The technology has been there for the past few years to get broadband to your parent's town, but just not any interest in productizing it. However, as the Internet becomes more ingrained in people's lives, there's no choice.
Also, terminology help:
ILEC = Incumbent Local Exchange Carrier = local phone company
CLEC = Competitive Local Exchange Carrier = competition to the local phone company
1xEvDO is a stopgap. 1xEvDV is the big one, and 1xEvDV will be able to intermingle with 1xRTT.
It'll be interesting because you can't intermingle UMTS/EDGE/GSM like that. And ATTWS/Cingular is still un-rolling-out TDMA.

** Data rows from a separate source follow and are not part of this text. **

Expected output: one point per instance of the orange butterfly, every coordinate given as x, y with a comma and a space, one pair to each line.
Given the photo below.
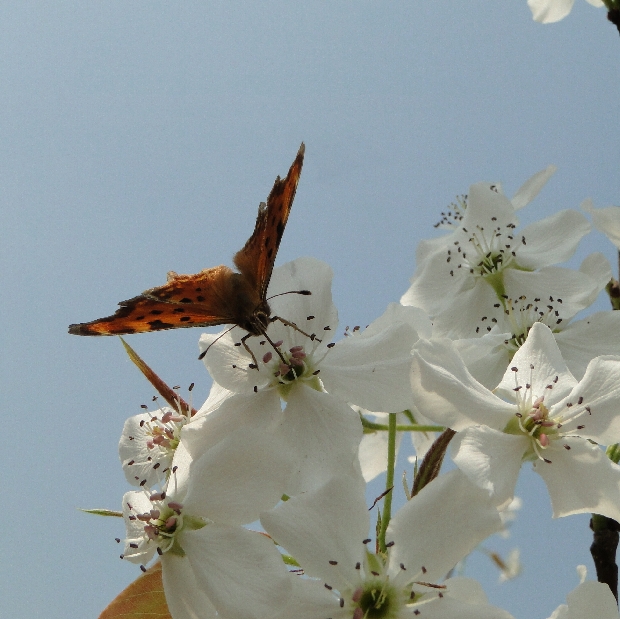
218, 295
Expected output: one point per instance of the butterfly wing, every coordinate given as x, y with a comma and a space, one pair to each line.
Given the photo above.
200, 300
255, 261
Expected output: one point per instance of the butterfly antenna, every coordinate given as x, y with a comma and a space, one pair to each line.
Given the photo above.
288, 323
204, 352
304, 292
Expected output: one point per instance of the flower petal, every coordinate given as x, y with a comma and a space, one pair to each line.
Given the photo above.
372, 371
539, 364
530, 189
580, 479
552, 240
441, 525
490, 459
241, 572
599, 391
238, 478
582, 341
324, 529
445, 391
321, 433
549, 11
185, 599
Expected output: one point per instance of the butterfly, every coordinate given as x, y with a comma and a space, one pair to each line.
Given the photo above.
217, 295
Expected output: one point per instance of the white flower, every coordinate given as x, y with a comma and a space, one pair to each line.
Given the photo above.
209, 561
488, 356
374, 445
549, 11
317, 379
327, 533
469, 280
147, 446
539, 412
590, 599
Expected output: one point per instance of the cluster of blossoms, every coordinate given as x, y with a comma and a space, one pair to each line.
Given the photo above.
483, 343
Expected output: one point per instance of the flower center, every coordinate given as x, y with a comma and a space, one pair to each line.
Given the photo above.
376, 599
288, 367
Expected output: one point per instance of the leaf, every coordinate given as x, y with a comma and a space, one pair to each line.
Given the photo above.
143, 599
101, 512
173, 398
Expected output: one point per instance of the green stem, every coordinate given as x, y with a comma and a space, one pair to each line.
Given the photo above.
414, 427
389, 481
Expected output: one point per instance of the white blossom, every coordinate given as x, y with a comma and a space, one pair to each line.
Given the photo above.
539, 412
550, 11
327, 532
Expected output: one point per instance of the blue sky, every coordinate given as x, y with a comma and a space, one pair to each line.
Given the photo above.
139, 138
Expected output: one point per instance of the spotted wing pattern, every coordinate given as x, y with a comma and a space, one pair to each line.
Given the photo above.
185, 301
255, 261
214, 296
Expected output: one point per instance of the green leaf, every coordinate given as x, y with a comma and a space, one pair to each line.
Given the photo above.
102, 512
143, 598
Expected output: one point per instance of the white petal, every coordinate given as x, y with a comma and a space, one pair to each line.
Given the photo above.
136, 457
311, 600
552, 240
321, 433
185, 599
234, 481
473, 314
229, 364
260, 410
486, 206
538, 363
486, 357
582, 341
432, 286
549, 11
445, 392
580, 479
328, 524
490, 459
529, 190
441, 525
372, 371
463, 599
570, 291
304, 274
592, 599
241, 572
600, 390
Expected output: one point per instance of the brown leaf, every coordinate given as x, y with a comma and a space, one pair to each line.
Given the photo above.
143, 598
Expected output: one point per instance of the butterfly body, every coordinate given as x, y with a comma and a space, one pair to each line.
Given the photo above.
217, 295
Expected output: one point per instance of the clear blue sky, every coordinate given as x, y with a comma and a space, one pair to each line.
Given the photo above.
137, 138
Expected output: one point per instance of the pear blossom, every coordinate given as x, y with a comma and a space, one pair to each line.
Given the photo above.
303, 384
148, 444
326, 530
539, 412
210, 562
550, 11
468, 280
579, 341
589, 599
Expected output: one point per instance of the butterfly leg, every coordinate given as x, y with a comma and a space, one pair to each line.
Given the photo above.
254, 365
288, 323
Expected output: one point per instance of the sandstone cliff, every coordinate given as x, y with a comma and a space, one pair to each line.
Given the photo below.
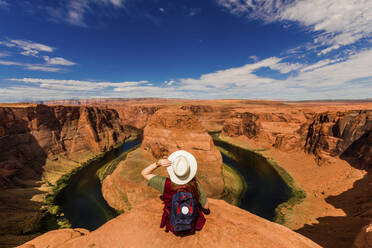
342, 133
226, 226
168, 130
175, 129
38, 144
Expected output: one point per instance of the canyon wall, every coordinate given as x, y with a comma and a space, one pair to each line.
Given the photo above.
226, 226
168, 130
40, 143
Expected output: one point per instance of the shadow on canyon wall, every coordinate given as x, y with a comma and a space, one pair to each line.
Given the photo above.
341, 231
21, 167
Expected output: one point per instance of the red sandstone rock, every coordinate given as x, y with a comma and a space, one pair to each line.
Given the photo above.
175, 129
331, 134
364, 239
226, 226
40, 143
55, 238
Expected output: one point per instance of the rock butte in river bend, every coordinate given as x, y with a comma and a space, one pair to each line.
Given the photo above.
167, 131
325, 146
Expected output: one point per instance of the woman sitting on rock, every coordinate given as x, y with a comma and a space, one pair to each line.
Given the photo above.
184, 198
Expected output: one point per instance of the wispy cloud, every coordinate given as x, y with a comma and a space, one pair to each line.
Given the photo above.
337, 22
3, 3
58, 61
326, 79
74, 11
4, 54
81, 85
32, 67
30, 48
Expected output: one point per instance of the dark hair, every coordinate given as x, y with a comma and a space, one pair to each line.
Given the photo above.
191, 186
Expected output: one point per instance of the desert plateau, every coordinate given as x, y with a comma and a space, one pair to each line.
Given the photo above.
321, 151
188, 123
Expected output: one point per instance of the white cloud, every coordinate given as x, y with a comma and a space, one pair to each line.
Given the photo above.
58, 61
3, 3
42, 68
9, 63
4, 54
33, 67
326, 79
77, 84
29, 48
74, 11
340, 22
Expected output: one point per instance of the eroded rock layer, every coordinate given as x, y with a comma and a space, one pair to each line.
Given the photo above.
226, 226
38, 144
175, 129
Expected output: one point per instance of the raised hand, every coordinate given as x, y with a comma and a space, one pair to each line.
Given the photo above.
164, 162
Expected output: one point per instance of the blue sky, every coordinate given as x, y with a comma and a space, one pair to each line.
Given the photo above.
255, 49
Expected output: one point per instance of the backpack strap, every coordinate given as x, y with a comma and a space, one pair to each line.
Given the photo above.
167, 198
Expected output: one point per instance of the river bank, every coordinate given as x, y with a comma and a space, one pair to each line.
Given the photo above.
269, 188
64, 207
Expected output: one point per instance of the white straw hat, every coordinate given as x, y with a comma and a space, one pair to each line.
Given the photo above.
183, 167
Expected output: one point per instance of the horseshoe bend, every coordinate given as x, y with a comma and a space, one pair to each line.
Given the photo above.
276, 174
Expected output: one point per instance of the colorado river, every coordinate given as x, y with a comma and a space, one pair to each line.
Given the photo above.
82, 202
84, 206
265, 188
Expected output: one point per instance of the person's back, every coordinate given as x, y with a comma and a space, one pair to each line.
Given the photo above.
183, 196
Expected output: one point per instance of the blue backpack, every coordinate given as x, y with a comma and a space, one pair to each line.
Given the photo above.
183, 212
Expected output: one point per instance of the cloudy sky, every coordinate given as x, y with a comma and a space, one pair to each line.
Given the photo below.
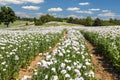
103, 9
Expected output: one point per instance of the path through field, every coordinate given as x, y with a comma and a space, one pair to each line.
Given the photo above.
103, 70
33, 65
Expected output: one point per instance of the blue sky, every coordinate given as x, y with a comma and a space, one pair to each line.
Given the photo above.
103, 9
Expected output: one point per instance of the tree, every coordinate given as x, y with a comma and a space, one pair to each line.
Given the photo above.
7, 15
97, 22
88, 21
70, 20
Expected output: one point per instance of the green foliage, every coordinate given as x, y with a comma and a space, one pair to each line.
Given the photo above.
38, 22
70, 20
7, 15
97, 22
43, 19
88, 21
106, 44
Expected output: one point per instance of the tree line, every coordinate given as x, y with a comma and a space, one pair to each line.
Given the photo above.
7, 16
88, 21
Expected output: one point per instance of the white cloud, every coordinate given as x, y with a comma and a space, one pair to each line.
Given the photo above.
94, 9
74, 16
105, 10
55, 9
107, 14
85, 12
20, 1
84, 3
73, 9
31, 7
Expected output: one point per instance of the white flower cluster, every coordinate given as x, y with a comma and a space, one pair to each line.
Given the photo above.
70, 60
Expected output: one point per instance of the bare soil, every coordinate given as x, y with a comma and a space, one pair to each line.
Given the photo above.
33, 65
103, 70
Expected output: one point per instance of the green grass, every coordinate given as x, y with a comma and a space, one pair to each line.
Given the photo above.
59, 24
17, 23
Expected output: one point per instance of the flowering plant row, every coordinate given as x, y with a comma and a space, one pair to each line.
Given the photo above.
107, 42
18, 48
69, 61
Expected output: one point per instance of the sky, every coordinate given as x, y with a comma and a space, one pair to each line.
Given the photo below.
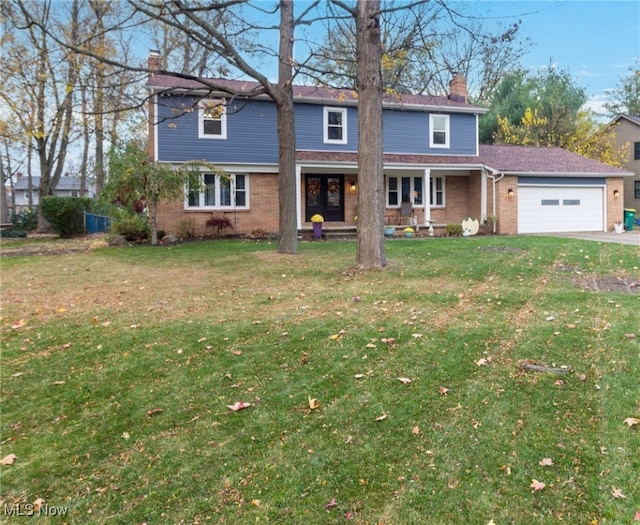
595, 41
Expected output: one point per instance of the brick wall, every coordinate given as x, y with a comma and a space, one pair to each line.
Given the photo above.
263, 213
506, 206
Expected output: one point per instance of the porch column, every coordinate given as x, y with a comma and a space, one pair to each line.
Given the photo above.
298, 198
427, 197
483, 195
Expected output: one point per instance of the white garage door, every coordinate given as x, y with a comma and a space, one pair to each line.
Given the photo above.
543, 209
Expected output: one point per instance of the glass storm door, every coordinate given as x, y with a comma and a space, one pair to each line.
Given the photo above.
325, 195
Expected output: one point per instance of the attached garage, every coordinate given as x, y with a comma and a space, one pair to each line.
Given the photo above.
560, 205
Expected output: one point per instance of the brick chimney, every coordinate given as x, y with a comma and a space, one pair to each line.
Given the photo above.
458, 88
154, 62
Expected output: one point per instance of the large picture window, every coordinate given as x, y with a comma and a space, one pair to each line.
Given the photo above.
439, 131
335, 125
405, 189
212, 119
219, 192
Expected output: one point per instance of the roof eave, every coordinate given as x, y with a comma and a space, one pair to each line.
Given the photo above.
572, 174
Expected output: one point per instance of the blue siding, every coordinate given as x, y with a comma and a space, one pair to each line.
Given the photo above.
408, 132
310, 129
252, 132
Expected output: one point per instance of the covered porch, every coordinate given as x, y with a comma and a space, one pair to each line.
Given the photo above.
423, 197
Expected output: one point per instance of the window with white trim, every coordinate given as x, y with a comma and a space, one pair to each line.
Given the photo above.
335, 125
439, 131
219, 192
405, 189
212, 119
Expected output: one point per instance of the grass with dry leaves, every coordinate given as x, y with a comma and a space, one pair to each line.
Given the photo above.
221, 382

Although, they do have the hope, once they get rid of TDMA, of using the 900 band instead of the 1900 band, which gives them better wall-penetrating abilities, which is the main reason why Verizon often has good coverage.
Very true.
...ehrm... tooth. Support for it is in the standard, but they took their time including bluetooth chips in the phones.
The odd thing is that the idea of a wireless bluetooth headset is very long in the
And, really, a tiny Bluetooth earbud that you pull out like your stylus (shades of star trek, really) is what would make a Treo form-factor phone more marketable.

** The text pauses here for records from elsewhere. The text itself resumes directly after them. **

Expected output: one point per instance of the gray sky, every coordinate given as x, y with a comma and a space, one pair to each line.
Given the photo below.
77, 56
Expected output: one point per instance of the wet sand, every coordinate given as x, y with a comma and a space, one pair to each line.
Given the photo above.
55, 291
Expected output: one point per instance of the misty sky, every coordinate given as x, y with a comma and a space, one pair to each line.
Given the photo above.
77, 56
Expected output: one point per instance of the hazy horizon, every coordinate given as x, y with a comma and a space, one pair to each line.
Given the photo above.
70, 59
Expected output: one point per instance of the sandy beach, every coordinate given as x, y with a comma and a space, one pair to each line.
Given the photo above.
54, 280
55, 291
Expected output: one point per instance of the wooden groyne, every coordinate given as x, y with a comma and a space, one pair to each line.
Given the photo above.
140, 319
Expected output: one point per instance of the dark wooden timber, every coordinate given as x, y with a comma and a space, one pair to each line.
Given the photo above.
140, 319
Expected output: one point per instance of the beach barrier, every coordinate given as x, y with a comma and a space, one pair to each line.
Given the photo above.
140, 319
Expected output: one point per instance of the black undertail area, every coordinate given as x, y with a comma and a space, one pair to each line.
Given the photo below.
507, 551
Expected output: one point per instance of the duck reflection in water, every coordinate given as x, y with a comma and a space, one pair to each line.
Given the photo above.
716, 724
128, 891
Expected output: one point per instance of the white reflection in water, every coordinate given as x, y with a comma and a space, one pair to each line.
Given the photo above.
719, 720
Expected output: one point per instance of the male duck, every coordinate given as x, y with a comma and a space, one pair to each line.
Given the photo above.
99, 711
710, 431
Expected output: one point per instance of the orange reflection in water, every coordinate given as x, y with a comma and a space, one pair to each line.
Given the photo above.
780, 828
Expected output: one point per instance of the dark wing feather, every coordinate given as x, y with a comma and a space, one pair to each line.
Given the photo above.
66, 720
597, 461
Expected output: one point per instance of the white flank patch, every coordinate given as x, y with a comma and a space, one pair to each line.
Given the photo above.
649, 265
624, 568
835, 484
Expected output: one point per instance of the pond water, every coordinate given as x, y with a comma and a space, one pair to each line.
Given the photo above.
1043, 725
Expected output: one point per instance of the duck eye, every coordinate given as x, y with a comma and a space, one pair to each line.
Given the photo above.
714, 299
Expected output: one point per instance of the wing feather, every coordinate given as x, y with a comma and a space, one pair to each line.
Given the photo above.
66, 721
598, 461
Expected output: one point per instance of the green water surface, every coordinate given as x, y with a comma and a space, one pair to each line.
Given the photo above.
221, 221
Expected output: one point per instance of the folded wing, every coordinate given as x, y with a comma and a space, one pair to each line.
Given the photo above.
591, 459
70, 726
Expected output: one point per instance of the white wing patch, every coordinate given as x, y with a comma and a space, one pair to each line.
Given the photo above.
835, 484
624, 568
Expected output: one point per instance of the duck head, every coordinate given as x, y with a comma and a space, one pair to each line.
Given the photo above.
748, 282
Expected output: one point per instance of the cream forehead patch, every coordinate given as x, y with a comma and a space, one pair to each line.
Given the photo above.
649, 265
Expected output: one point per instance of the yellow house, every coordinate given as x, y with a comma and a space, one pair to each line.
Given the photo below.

The other problem, I think, is that nobody's spent the time to really think of some whack applications other than that to sell it. The Bluetooth GPS paired with the digital camera that notes the current location, time, etc. The digital camera that queries all of the people in the area's PDAs for their business card so that you know who's in the picture. Off-the-wall stuff like that which nobody's given much thought to writing universal interfaces and support for.
RTFA.
They are using 1xEV-DO from their cell towers, on dedicated cellular bands.
I wouldn't bank on your phone being upgradable to EV-DO.
Uhhh.... Verizon *is* the local bell muscling the market.
Haven't you heard about the potentially upcomming V710 from Motorola?
The big thing about EV-DO is that it's data-only, with no voice network with it. So the assumption is you just buy an EV-DO card and use that.
The other problem is that Bluetooth is unfairly been victimized by wifi hype and, at the same time, not yet been done "right" in such a way that it becomes a must-have feature.
Well, the big thing is probably that there's probably not too many folks using it.
;)
Wait till it gets popular, then it'll start slowing down.
I live in Comcast area. There's no "Business Class" with Comcast. There wasn't with AT&T@Home or AT&T Broadband, who preceeded Commie-cast. Besides, I get Speakeasy, which is, as you said, even better.
The way I see it is that I hate both Ma Bell and the Cable companies, but Ma Bell has a network that, excepting the random natural disaster, just plain works because for the past 50 years, a person who can't call 911 when they need to is generally on their way to picking up their halo and etherial wings, whereas a person who can't watch the TV is merely on their way to being annoyed.